August 16, 2008 at 12:54 am 1 comment

According to some stats I ran across the other day, the latest trend in virus attacks appears to be the web browser.  They attempt to exploit holes in various browsers to download and install malware on your machine.  Some even send their payload in image files.  Usually, these malware packages end up installing more malware, cloging your machine until it crawls.

How to combat this?  Many would say to simply make sure your A/V software and definitions are always up to date.  While this is generally good advice, many people have older machines that modern A/V software bogs down, or if there are several machines involved, cost may be an issue.  For that matter, just keeping up with it is more than a lot of people have time for.

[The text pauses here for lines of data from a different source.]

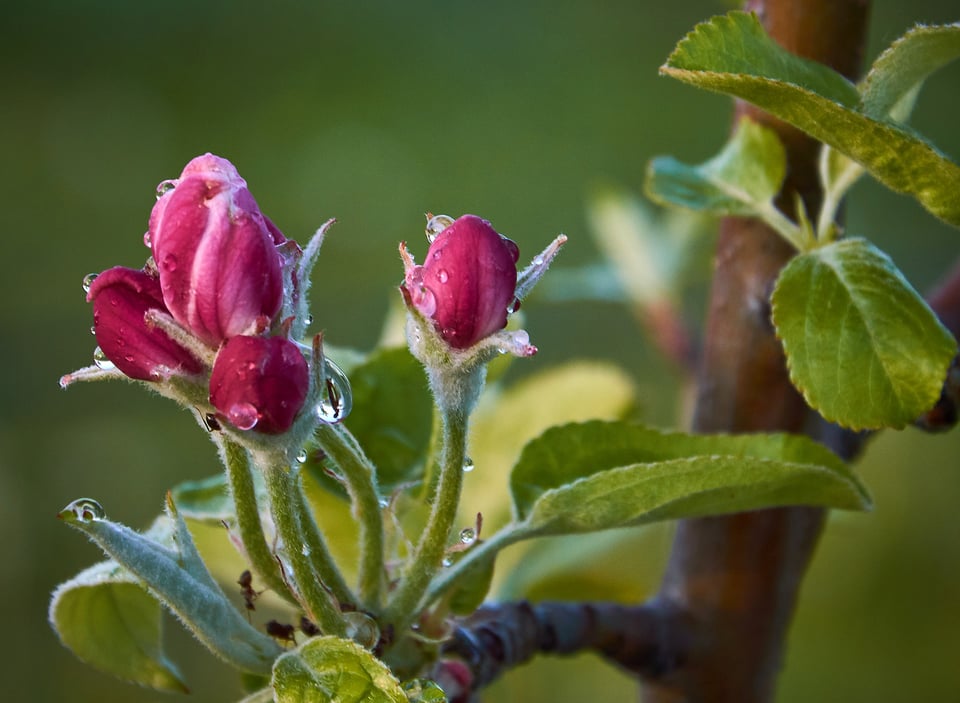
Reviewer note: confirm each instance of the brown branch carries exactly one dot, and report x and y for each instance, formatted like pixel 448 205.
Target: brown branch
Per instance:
pixel 737 577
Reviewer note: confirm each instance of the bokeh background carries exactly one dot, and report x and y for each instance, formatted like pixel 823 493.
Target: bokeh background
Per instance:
pixel 374 112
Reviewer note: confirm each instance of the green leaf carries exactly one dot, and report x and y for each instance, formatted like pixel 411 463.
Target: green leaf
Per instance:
pixel 597 475
pixel 742 179
pixel 391 418
pixel 334 670
pixel 891 86
pixel 862 346
pixel 177 577
pixel 109 621
pixel 732 54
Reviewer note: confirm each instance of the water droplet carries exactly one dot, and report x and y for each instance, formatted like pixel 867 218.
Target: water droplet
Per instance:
pixel 424 691
pixel 436 224
pixel 336 400
pixel 243 416
pixel 361 628
pixel 88 281
pixel 101 361
pixel 84 510
pixel 165 187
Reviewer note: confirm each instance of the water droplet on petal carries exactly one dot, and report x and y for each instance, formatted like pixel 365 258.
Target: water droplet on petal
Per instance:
pixel 243 416
pixel 424 691
pixel 361 628
pixel 165 187
pixel 436 224
pixel 101 361
pixel 336 400
pixel 83 510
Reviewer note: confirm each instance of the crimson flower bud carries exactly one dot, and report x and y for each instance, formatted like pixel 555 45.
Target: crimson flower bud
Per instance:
pixel 220 271
pixel 259 382
pixel 121 298
pixel 467 282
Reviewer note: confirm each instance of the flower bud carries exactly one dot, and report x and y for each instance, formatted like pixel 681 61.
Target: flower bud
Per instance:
pixel 220 271
pixel 121 298
pixel 466 283
pixel 259 383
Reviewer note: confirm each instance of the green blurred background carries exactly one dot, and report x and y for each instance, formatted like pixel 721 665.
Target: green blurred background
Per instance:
pixel 374 112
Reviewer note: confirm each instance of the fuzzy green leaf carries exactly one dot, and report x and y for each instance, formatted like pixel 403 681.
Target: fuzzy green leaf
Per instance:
pixel 732 54
pixel 176 576
pixel 891 86
pixel 742 179
pixel 862 346
pixel 109 621
pixel 598 475
pixel 334 670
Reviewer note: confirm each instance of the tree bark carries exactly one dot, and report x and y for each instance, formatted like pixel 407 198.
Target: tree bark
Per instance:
pixel 734 580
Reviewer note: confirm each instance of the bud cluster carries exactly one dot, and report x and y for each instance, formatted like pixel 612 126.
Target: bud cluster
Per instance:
pixel 215 302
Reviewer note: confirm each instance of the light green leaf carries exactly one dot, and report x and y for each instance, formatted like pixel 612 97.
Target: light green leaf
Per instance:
pixel 596 475
pixel 334 670
pixel 891 86
pixel 109 621
pixel 177 577
pixel 862 346
pixel 732 54
pixel 391 418
pixel 742 179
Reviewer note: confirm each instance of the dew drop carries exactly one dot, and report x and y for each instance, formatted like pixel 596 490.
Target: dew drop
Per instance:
pixel 165 187
pixel 101 361
pixel 424 691
pixel 336 400
pixel 83 510
pixel 361 628
pixel 88 281
pixel 435 225
pixel 243 416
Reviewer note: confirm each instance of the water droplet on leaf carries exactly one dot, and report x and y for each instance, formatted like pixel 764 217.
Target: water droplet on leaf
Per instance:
pixel 336 400
pixel 101 361
pixel 88 281
pixel 83 510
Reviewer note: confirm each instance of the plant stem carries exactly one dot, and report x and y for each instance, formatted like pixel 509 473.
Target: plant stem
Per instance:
pixel 342 447
pixel 428 555
pixel 239 475
pixel 316 600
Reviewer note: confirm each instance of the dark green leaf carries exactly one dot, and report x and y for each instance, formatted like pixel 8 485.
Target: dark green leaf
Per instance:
pixel 334 670
pixel 862 346
pixel 732 54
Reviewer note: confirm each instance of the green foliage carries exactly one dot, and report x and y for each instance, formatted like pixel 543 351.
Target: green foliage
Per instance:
pixel 599 475
pixel 861 344
pixel 334 670
pixel 108 620
pixel 732 54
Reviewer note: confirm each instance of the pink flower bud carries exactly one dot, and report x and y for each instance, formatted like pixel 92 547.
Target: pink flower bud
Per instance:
pixel 466 283
pixel 259 382
pixel 121 298
pixel 216 253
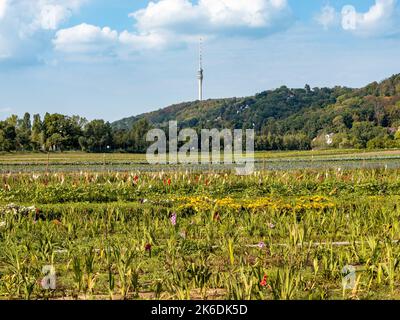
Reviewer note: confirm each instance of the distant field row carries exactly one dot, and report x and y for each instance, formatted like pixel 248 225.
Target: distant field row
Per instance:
pixel 73 157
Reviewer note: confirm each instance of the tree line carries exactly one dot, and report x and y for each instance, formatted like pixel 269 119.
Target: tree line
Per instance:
pixel 57 132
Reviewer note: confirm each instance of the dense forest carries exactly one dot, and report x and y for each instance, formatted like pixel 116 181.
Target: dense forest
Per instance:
pixel 284 119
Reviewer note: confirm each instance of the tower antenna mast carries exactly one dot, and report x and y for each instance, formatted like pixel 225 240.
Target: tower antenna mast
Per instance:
pixel 200 75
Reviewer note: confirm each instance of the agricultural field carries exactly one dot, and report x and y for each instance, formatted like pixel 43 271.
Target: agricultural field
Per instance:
pixel 114 231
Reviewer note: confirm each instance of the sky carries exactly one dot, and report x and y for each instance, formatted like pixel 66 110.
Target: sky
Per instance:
pixel 104 59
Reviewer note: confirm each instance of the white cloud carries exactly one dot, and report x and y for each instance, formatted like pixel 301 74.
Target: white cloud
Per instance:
pixel 380 19
pixel 25 25
pixel 169 23
pixel 327 17
pixel 210 15
pixel 85 38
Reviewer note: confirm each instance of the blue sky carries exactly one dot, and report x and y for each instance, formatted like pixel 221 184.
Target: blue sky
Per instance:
pixel 113 59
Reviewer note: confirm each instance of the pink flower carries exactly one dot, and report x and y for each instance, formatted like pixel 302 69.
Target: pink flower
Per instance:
pixel 173 219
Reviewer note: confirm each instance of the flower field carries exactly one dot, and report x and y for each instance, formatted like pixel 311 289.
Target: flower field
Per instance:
pixel 191 235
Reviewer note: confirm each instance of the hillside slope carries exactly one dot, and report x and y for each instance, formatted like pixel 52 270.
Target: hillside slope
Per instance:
pixel 296 118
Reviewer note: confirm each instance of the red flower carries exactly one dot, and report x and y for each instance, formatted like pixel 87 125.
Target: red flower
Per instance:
pixel 263 282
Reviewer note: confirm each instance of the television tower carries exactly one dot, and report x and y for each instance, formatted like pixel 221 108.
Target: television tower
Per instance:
pixel 200 75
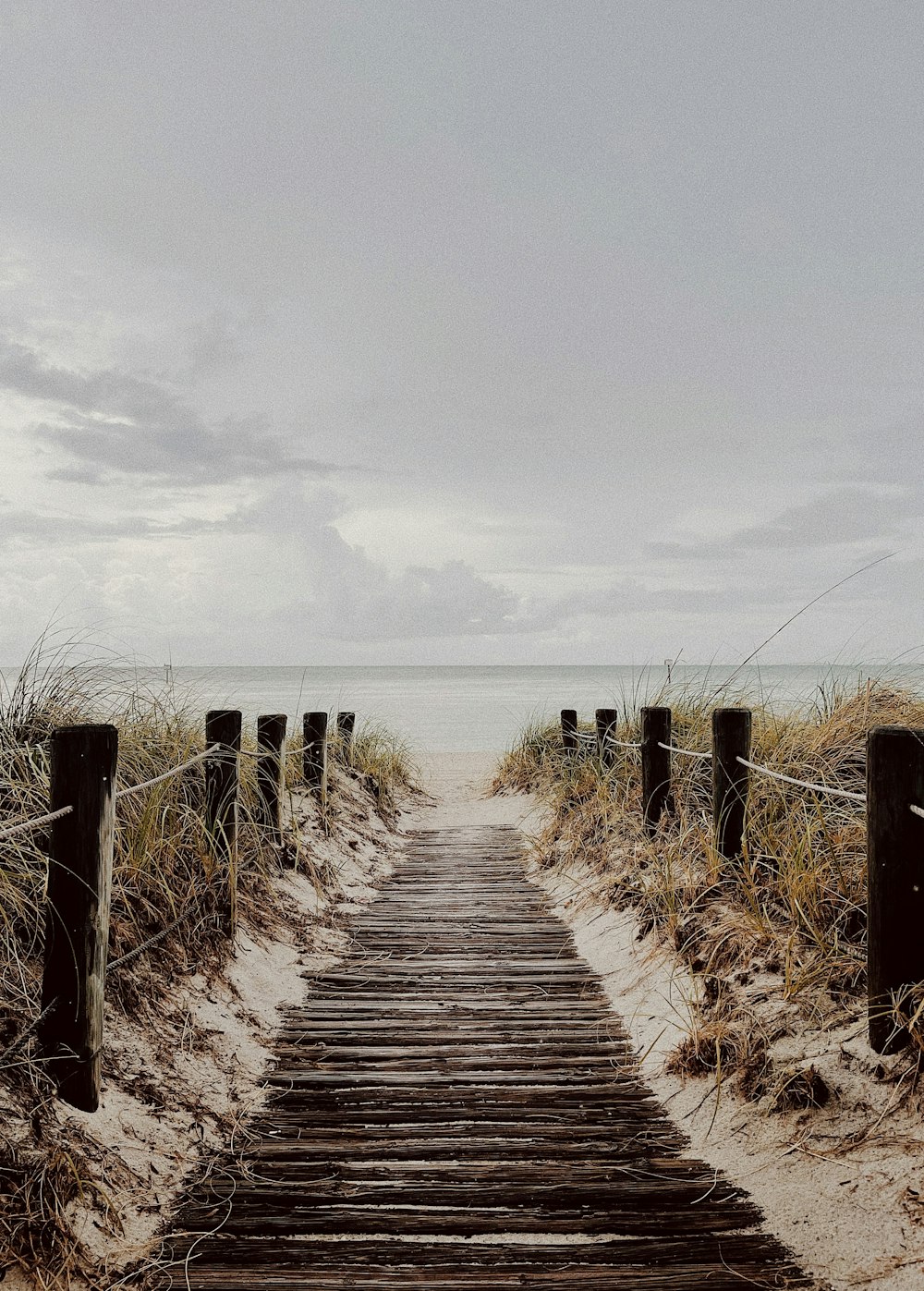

My solution?  Virus scanning at the gateway.  Last week, I ran a short test where my machine was pointed to a proxy server.  This proxy did nothing more than ran a virus scan against every web page and image from the web.  If it detected malware, it alerted me.  (You can always test against the Eicar virus test code.)

Now, since I run a Mac as my main machine, I’m not terribly concerned about malware, but I know that Macs are becoming a larger target.  Since I don’t particularly trust Mac A/V software to be up-to-date (since so little is targeting that platform, those guys are probably a bit bored in their day-to-day work), gateway scanning is probably the best option.

I plan to look very closely at this in the next week or so.  I have been thinking about getting a 1.6 Ghz Atom and running a Linux distro called “Untangle” on it.  The new Atom motherboard and processor can be had for about $70.  Add a stick of memory, a hard drive, and plop it into any normal case (according to what I’ve read), and you’ll end up with a very nice embedded-type appliance.

Untangle is a very nice looking package.  It is basically a router/firewall/proxy/virus scanner.  From what I’ve read on the forums, some people are using this on fairly large networks, so it would probably be fine running for most any home network.  I’ve not dug into it to the point that I’m quite ready to put it in place, but I’m getting there.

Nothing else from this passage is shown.